Among other things, Pennebaker explores the meeting points among language, identity, perception, and the world outside our heads. Jack would call these "entailments" or underlying assumptions and connections with which any statement (or what Jack would call "ontological committment") is burdened. I think of them similarly but used in my classroom the language of theater and convention.
The implications of Pennebaker's work reinforce the need I've been banging on about for excellent writing teachers. As a developmental tool, writing not only allows others to know what we think and whether or not we're persuasive (in business or elsewhere) but allows us to see whether we're bluffing or not (both in the context of our own argument and in others' responses).

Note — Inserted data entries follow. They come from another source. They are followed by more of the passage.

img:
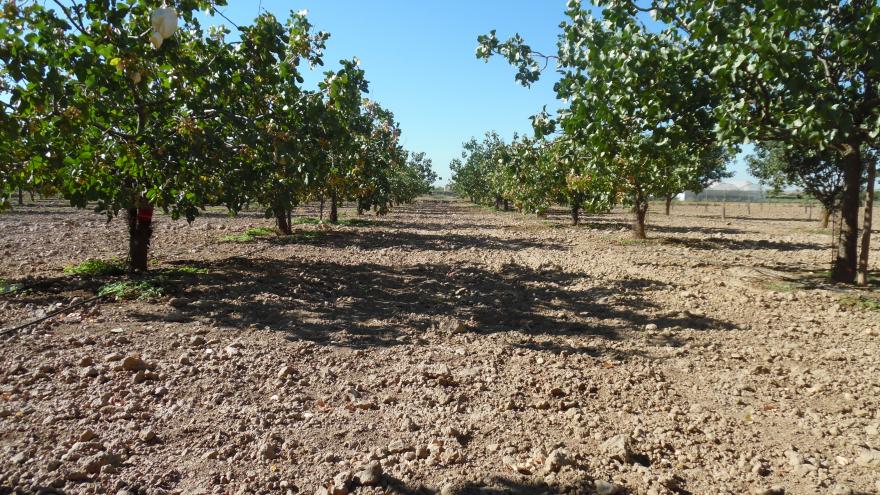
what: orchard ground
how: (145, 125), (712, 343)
(0, 197), (880, 494)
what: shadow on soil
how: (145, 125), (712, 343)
(111, 250), (734, 357)
(663, 237), (826, 251)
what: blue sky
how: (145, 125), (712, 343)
(207, 0), (749, 184)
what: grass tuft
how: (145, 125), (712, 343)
(220, 227), (275, 243)
(170, 265), (208, 275)
(291, 217), (321, 225)
(0, 278), (24, 295)
(98, 280), (165, 301)
(617, 239), (657, 246)
(64, 258), (125, 277)
(840, 295), (880, 311)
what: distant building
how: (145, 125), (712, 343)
(677, 181), (767, 201)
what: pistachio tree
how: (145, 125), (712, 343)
(450, 132), (510, 209)
(597, 0), (880, 282)
(477, 1), (716, 239)
(0, 0), (234, 271)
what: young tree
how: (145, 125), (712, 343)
(748, 142), (844, 229)
(0, 0), (235, 272)
(450, 132), (506, 209)
(318, 59), (370, 223)
(477, 6), (717, 239)
(659, 146), (733, 215)
(599, 0), (880, 282)
(215, 12), (329, 235)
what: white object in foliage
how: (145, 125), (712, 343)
(150, 31), (164, 50)
(150, 7), (177, 49)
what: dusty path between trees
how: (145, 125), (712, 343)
(0, 198), (880, 495)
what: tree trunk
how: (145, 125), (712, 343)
(128, 206), (153, 273)
(819, 206), (831, 229)
(273, 207), (293, 235)
(831, 144), (862, 284)
(856, 155), (877, 285)
(330, 189), (339, 224)
(571, 201), (581, 227)
(633, 194), (648, 239)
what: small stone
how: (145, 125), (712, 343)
(104, 352), (125, 363)
(602, 434), (633, 463)
(752, 486), (785, 495)
(437, 316), (467, 335)
(388, 440), (412, 454)
(66, 470), (89, 483)
(260, 440), (278, 460)
(122, 356), (149, 371)
(544, 449), (572, 474)
(278, 365), (296, 378)
(138, 428), (156, 443)
(330, 471), (351, 495)
(594, 480), (624, 495)
(856, 448), (880, 467)
(354, 461), (382, 486)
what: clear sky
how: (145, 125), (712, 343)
(207, 0), (750, 184)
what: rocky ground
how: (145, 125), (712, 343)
(0, 198), (880, 495)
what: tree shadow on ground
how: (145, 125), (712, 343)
(387, 475), (600, 495)
(568, 217), (747, 236)
(120, 248), (734, 356)
(312, 230), (567, 251)
(662, 237), (825, 251)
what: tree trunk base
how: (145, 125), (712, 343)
(128, 207), (153, 273)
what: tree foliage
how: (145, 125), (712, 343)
(477, 0), (880, 282)
(0, 0), (433, 269)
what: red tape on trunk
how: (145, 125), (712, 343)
(138, 208), (153, 223)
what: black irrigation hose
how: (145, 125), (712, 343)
(0, 294), (112, 336)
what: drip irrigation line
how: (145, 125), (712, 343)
(0, 294), (106, 336)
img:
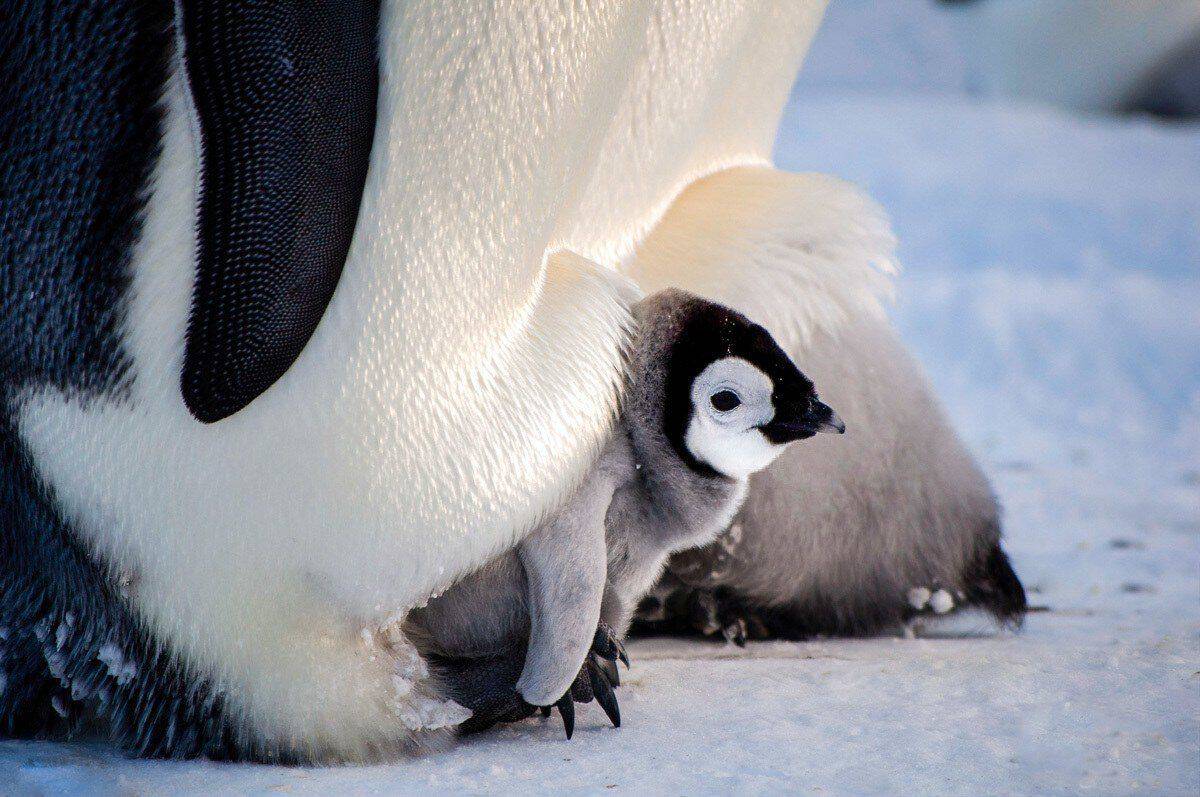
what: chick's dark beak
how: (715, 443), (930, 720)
(762, 399), (846, 443)
(809, 401), (846, 435)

Writing forces us to think across contexts because in each instance we tell stories (see Jack's augmented storytelling). In that sense, the story determines the character that tells it, and the effective writer can move emotionally, intellectually, and empathically -- sometimes in a fashion that seems automatic. By breaking down these characters, the conventions to which they are attached, and what they leave out, it's possible to reveal the arguments upon which every situation relies for credibility.
Writing offers a context in which we can innovate as much when we write as when we read. Furthermore, excellent writing is the result of developing innovative skills --of identifying our own curiosity, credibility, creativity, and the ability to persuade. If you can do it for multiple audiences and causes in writing, you can do it anywhere. Some people can talk a good line in every day language and not be able to put it down on paper. It's rarely the other way.
Last, Pennebaker begins to offer tools that seem credible to those who find value in measuring things for business and academic contexts. It takes writing out of the realm of the woo woo and creativity as a singular quality and clarifies the importance of rigorous analysis.